MonteCarloIAAF President Lamine Diack spoke this morning of his sadness at the loss of 1964 Olympic High Jump champion Valeriy Brumel, who died in Moscow on Sunday after a long illness.
"I was very saddened to hear about the loss of Brumel, as he was one of my own heroes as an athlete. I remember him for his extraordinary straddle technique, as a great competitor but also as someone who was always charming and sportsmanlike. He was a great ambassador for Soviet athletics and will always be remembered as one of the greatest high jumpers in history."
As an 18-year-old, Brumel with a personal best of 2.17m, entered the 1960 Rome Olympics as a talented but relatively unknown athlete, but was only bettered by his Soviet team mate the Georgian Robert Shavlakadze, who took the gold with a first time clearance of 2.16m. Brumel needed two attempts to clear the same height, and so had to settle for the silver, but still clear of USA's World record holder John Thomas who took bronze (2.14m).
In the course of the following few years, Brumel broke the World record six times, with his leap of 2.28m in 1963 lasting as the world’s highest ever clearance until 1970.

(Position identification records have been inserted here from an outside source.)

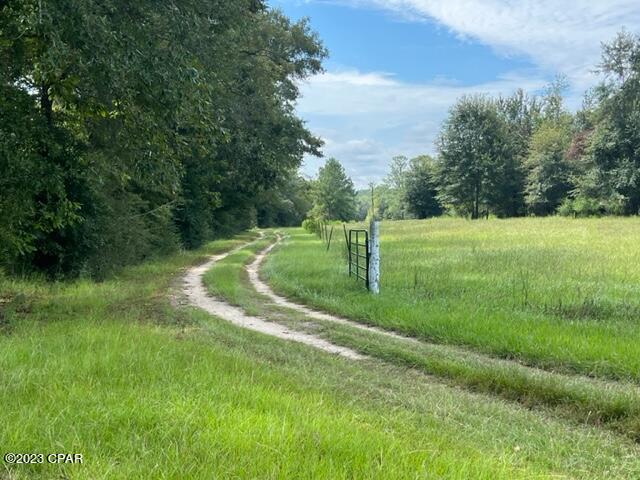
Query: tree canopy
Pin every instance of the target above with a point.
(129, 128)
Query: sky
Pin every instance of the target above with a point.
(396, 67)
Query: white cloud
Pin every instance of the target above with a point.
(367, 118)
(558, 35)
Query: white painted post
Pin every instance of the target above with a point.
(374, 257)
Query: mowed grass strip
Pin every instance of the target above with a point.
(474, 416)
(560, 294)
(581, 399)
(143, 390)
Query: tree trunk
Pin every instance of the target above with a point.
(45, 103)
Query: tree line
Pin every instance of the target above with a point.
(527, 155)
(131, 129)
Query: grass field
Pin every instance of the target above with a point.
(144, 390)
(561, 294)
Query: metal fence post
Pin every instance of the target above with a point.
(374, 261)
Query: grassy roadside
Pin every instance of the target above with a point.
(506, 421)
(555, 293)
(142, 390)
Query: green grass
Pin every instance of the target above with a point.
(580, 399)
(143, 390)
(557, 293)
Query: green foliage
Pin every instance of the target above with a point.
(421, 188)
(562, 295)
(611, 159)
(548, 171)
(285, 205)
(129, 128)
(479, 170)
(334, 197)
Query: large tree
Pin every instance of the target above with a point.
(128, 126)
(334, 197)
(477, 163)
(421, 190)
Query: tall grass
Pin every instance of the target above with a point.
(557, 293)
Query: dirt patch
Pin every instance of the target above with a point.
(197, 295)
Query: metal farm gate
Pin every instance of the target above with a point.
(359, 254)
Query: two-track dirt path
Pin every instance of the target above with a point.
(198, 296)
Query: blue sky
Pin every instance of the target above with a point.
(397, 66)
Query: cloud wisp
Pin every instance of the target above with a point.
(367, 118)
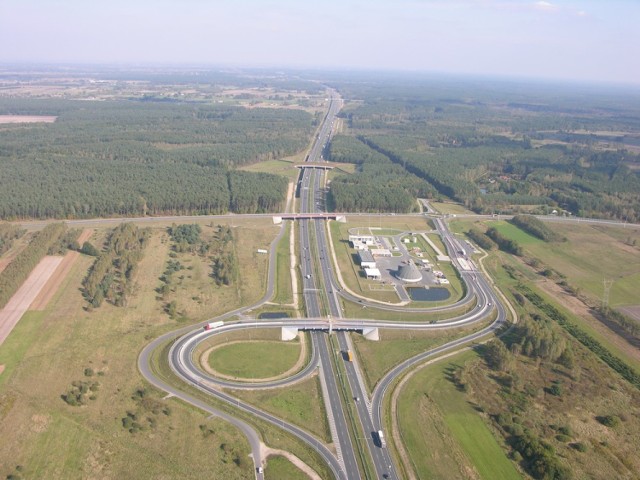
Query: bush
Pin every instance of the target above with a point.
(580, 446)
(611, 421)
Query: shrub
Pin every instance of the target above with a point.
(611, 421)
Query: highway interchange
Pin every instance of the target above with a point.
(322, 300)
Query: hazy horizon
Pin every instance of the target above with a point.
(574, 41)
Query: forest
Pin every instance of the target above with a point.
(491, 148)
(119, 157)
(378, 186)
(111, 276)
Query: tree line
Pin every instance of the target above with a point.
(111, 276)
(8, 234)
(123, 158)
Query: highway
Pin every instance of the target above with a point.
(322, 296)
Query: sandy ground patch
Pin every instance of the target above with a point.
(19, 303)
(10, 256)
(27, 119)
(632, 311)
(266, 452)
(51, 287)
(576, 306)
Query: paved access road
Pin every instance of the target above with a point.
(322, 296)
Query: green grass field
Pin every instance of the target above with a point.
(258, 359)
(51, 349)
(283, 292)
(279, 468)
(396, 346)
(444, 436)
(300, 404)
(591, 254)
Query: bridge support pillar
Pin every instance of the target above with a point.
(288, 333)
(371, 334)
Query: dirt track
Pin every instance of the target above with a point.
(19, 303)
(51, 287)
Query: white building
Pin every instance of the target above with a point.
(366, 259)
(362, 240)
(373, 274)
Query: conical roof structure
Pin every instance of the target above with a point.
(409, 273)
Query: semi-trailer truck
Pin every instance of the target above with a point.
(212, 325)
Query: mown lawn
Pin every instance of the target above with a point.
(279, 468)
(259, 359)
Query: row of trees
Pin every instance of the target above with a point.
(8, 234)
(80, 189)
(14, 275)
(110, 277)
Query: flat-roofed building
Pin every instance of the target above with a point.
(366, 259)
(373, 274)
(362, 239)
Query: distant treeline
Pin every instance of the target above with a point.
(110, 277)
(378, 185)
(14, 275)
(131, 158)
(81, 190)
(8, 234)
(536, 227)
(473, 145)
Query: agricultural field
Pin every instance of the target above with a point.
(549, 149)
(70, 379)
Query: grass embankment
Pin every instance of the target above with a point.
(257, 359)
(443, 434)
(357, 310)
(590, 254)
(50, 350)
(395, 346)
(279, 468)
(271, 435)
(283, 293)
(300, 404)
(449, 208)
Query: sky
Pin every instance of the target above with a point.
(589, 41)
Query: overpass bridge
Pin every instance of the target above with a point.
(309, 216)
(320, 165)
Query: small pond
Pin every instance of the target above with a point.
(421, 294)
(273, 315)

In 1962, Brumel won the European title (2.21m) and in 1964 took the Olympic crown in Tokyo with an Olympic record of 2.18m, again defeating Thomas. This time the American lost on count back, after both jumpers failed to clear 2.20m in a competition which lasted nearly five hours.
Disaster struck in October 1965 when Brumel sustained severe leg injuries in a motorbike accident that effectively ended his career.